How to peel a tomato

Peeling tomatoes can seem daunting, but it's a simple skill that elevates many dishes. This guide will walk you through the best methods to easily remove tomato skins, leaving you with smooth, flavorful tomatoes ready for your favorite recipes. Whether you're making sauce, salsa, or a salad, peeled tomatoes offer a superior texture and appearance.

The Blanching Method: A Quick and Easy Approach

The blanching method is the most common and effective way to peel tomatoes. Here's how to do it:

  1. Prepare a Boiling Water Bath: Bring a large pot of water to a rolling boil. While waiting for the water to boil, prepare an ice bath by filling a bowl with ice water.
  2. Score the Tomatoes: Using a paring knife, lightly score an 'X' on the bottom of each tomato. This will help the skin peel away easily.
  3. Blanch the Tomatoes: Gently lower the tomatoes into the boiling water, ensuring they are fully submerged. Blanch for 30-60 seconds, or until the skin begins to peel back slightly at the scored 'X'.
  4. Transfer to Ice Bath: Immediately transfer the blanched tomatoes to the ice bath. This stops the cooking process and further loosens the skin.
  5. Peel the Tomatoes: Once the tomatoes are cool enough to handle, use your fingers or a paring knife to peel the skin away from the scored 'X'. The skin should slip off easily.

Your tomatoes are now peeled and ready to use!

Using a Vegetable Peeler: An Alternative Method

While not as universally effective as blanching, a vegetable peeler can work well for tomatoes that are firm and ripe. Here's how:

  1. Choose Firm Tomatoes: This method works best with tomatoes that are not overly ripe or soft.
  2. Use a Sharp Vegetable Peeler: A sharp peeler is essential for success.
  3. Peel Away from You: Starting at the top of the tomato, carefully peel away strips of skin using the vegetable peeler.
  4. Rotate and Continue: Rotate the tomato as you peel, working your way around until all the skin is removed.

This method requires practice and can be less efficient than blanching, especially for softer tomatoes.
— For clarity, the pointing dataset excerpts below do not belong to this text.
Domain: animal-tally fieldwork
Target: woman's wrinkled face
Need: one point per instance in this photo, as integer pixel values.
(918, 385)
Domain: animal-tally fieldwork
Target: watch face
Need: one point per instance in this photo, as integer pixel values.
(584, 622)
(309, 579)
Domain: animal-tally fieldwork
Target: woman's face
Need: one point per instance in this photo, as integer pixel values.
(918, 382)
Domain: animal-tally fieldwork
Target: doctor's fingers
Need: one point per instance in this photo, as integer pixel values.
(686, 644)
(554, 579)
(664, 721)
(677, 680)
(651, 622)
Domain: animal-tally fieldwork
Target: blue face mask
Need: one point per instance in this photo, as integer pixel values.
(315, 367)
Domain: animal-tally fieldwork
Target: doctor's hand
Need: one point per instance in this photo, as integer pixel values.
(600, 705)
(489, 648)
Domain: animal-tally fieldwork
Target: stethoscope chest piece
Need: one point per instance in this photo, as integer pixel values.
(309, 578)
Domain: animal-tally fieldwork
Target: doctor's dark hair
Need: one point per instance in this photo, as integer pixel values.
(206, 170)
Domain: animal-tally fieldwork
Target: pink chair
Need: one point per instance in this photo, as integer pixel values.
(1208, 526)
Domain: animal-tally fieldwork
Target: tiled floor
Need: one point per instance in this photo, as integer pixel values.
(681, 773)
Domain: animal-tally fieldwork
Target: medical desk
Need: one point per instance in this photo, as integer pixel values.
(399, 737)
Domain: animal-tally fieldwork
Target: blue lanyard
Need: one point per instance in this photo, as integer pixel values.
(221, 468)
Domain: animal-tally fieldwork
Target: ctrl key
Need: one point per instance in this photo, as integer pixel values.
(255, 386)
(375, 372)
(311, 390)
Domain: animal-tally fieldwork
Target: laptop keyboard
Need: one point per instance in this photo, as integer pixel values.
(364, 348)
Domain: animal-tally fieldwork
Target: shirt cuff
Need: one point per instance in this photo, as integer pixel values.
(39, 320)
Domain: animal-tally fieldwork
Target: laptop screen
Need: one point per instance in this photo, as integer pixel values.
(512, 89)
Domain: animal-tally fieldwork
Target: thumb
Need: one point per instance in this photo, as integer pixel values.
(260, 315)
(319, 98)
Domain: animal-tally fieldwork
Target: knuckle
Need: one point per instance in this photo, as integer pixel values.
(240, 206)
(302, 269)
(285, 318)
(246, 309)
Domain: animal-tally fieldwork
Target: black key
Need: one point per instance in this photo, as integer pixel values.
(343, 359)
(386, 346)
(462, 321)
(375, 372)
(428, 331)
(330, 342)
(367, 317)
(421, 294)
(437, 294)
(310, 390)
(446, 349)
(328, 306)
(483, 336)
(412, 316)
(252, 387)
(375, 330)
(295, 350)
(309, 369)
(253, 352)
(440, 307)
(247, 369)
However, it's a good option if you only need to peel a few tomatoes.

Roasting: For Flavor and Easy Peeling

Roasting tomatoes not only enhances their flavor but also makes peeling incredibly easy:

  1. Preheat Oven: Preheat your oven to 400°F (200°C).
  2. Prepare Tomatoes: Halve or quarter the tomatoes, depending on their size. Toss them with olive oil, salt, pepper, and any other desired herbs (like garlic or thyme).
  3. Roast: Spread the tomatoes in a single layer on a baking sheet. Roast for 20-30 minutes, or until the skins are blistered and slightly charred.
  4. Cool and Peel: Let the tomatoes cool slightly. The skins should now be easy to peel off with your fingers.

Roasted and peeled tomatoes are perfect for sauces, soups, and dips.

FAQ

  • Why do I need to peel tomatoes?

    Tomato skins can be tough and sometimes bitter, especially when cooked. Peeling them improves the texture and flavor of dishes like sauces, soups, and salsas.

  • Can I peel tomatoes without blanching?

    Yes, you can use a vegetable peeler, but it's generally more difficult and less efficient, especially for soft or overly ripe tomatoes. Roasting is another option that makes peeling easier.

  • How long should I blanch the tomatoes?

    Generally, 30-60 seconds is sufficient. You'll know they're ready when the skin starts to crack and peel back slightly at the scored 'X'.

  • What if the skin doesn't come off easily after blanching?

    If the skin is stubborn, try blanching the tomato for a few seconds longer. Ensure the 'X' is properly scored as well.

  • Can I use canned tomatoes instead of peeling fresh ones?

    Yes, canned peeled tomatoes are a convenient substitute. However, using fresh, peeled tomatoes often provides a better flavor, especially when tomatoes are in season.